Financed equipment can still qualify for the Section 179 deduction in the year it goes into service.
Free up working capital for parts inventory, equipment, and expansion.
Six questions. No documents required to start. No effect on your credit score.
Review the 8–12 lenders matched to your profile and choose who to apply to. Your file goes only to the lenders you select.
We negotiate the best terms with each lender you selected and send you their real offers — side by side on APR, term, and payment.
One signature. Funds wire direct from the lender. Median: under 2 days end-to-end.
Yes — auto repair and body shops are a core fit. EQ Funding routes your file to the lenders in our network that specifically fund businesses like yours, so you see offers from the lenders most likely to approve you rather than a single bank's yes-or-no. The application takes about two minutes and there is no effect on your credit to see what you qualify for.
Most commonly parts inventory, equipment, and expansion. There are typically no restrictions on use beyond the product itself — you take the capital and put it to work. If your need is more specific, the application lets you say so, and we route you to the lenders that fund that use.
First offers typically arrive within about 24 hours of applying, and funding can follow in as little as 48 hours once you accept. Asset-based and revenue-based products tend to move fastest; SBA-backed options take longer but carry the lowest rates and longest terms.

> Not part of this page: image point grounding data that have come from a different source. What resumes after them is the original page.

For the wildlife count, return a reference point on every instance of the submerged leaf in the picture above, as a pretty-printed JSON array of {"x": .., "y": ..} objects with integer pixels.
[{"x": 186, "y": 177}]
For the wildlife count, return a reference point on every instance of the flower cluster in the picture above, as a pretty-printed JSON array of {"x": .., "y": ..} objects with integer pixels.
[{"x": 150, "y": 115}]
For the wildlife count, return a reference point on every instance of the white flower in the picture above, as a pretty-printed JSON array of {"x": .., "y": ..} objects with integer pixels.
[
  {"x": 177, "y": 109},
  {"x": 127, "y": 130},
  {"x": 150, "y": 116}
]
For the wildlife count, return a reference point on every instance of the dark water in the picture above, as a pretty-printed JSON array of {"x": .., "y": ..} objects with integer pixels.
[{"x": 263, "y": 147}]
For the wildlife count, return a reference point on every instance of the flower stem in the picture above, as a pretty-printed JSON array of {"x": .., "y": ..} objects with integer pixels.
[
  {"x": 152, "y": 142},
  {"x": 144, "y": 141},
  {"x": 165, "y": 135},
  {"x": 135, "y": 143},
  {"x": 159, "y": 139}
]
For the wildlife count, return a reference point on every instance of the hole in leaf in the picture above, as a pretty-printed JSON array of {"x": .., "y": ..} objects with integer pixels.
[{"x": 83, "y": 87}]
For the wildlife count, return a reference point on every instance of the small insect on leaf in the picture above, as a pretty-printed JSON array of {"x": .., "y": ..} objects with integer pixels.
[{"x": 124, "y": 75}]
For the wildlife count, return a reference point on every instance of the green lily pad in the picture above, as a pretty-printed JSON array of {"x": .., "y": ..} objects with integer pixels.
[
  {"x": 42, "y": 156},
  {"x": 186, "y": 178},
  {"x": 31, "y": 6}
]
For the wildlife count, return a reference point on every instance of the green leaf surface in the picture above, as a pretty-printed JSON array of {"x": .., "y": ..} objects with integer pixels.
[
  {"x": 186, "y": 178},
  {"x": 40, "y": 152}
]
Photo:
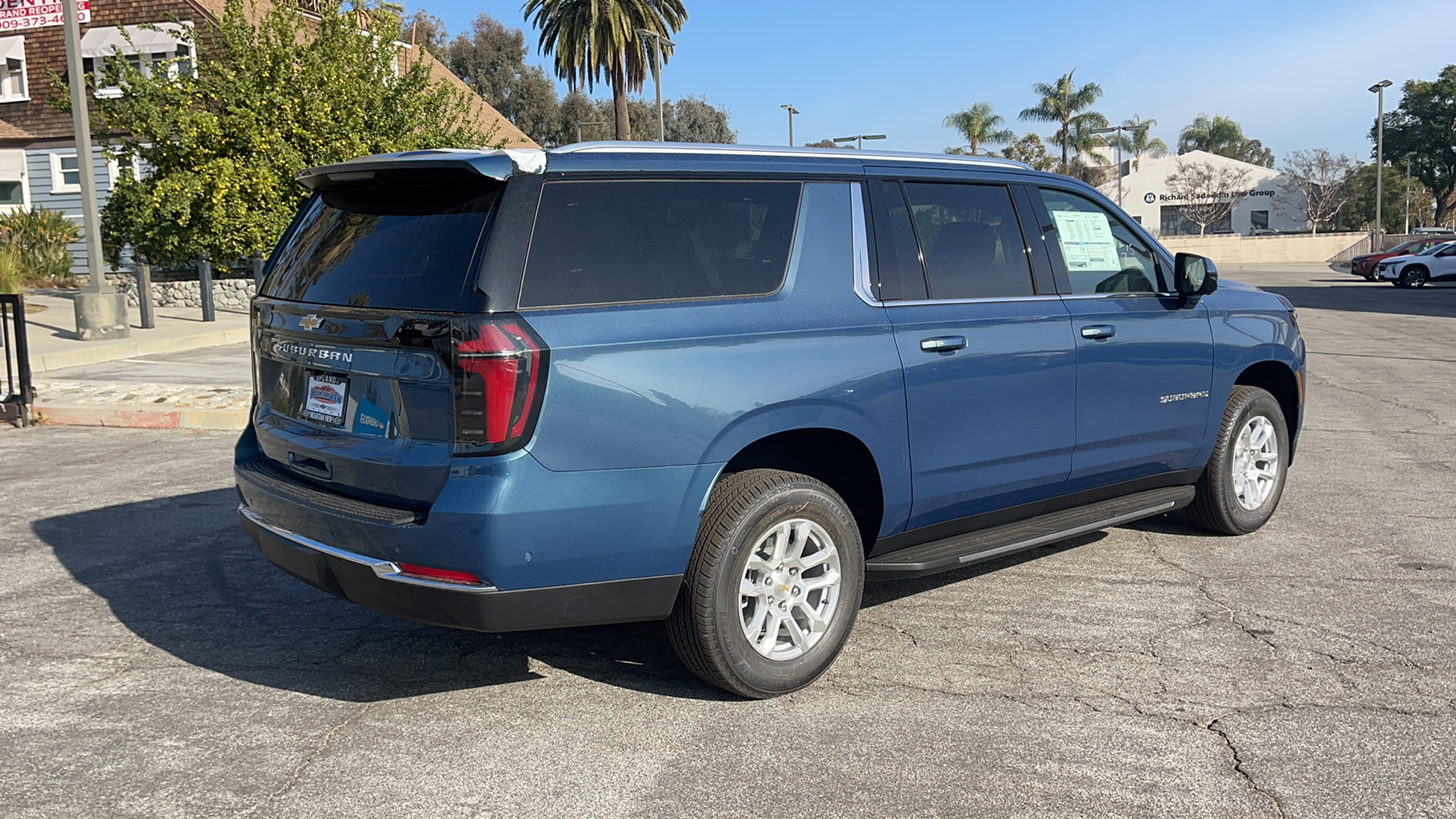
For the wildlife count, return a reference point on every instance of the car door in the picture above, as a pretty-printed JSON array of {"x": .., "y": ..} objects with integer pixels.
[
  {"x": 1145, "y": 360},
  {"x": 1443, "y": 264},
  {"x": 989, "y": 360}
]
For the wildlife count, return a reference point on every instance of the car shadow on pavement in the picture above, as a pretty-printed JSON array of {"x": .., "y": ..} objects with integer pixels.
[
  {"x": 184, "y": 576},
  {"x": 1373, "y": 298}
]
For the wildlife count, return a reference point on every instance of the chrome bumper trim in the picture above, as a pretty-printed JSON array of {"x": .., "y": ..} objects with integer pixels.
[{"x": 383, "y": 569}]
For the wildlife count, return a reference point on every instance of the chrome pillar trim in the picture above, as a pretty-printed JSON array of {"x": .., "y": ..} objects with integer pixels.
[
  {"x": 856, "y": 216},
  {"x": 383, "y": 569}
]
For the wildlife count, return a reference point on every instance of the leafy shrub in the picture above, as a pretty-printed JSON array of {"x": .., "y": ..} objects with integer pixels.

Comparing offers is a soft pull with no effect on your credit score — a hard inquiry only happens once you accept a specific lender. And it costs you nothing: EQ Funding is paid by the lender when your deal closes, never by you.
Equipment financing typically structures as a lease-to-own or loan secured by the equipment itself. Equipment loans are term loans where the equipment is collateral. Both can be Section 179 deductible — your CPA can advise which fits.
Yes. Most equipment financing lenders fund used equipment up to 10–15 years old, depending on type and condition. Construction, trucking, and medical equipment have specialized lenders for older units.
Equipment financing has flexible credit requirements because the asset itself collateralizes the loan. 580+ FICO qualifies for most equipment loans. 650+ unlocks the best rates and 100% financing including soft costs.
Yes. Equipment financed or leased typically qualifies for Section 179 deduction in the year placed in service — even though you only paid a portion. Talk to your CPA about the current deduction limit.
Yes, including soft costs (delivery, installation, taxes) — common for borrowers with 650+ FICO. Lower credit may require 10–20% down. Our network includes lenders for both scenarios.
Six questions. Two minutes. No effect on your credit score. Real offers from 50 lenders within 24 hours.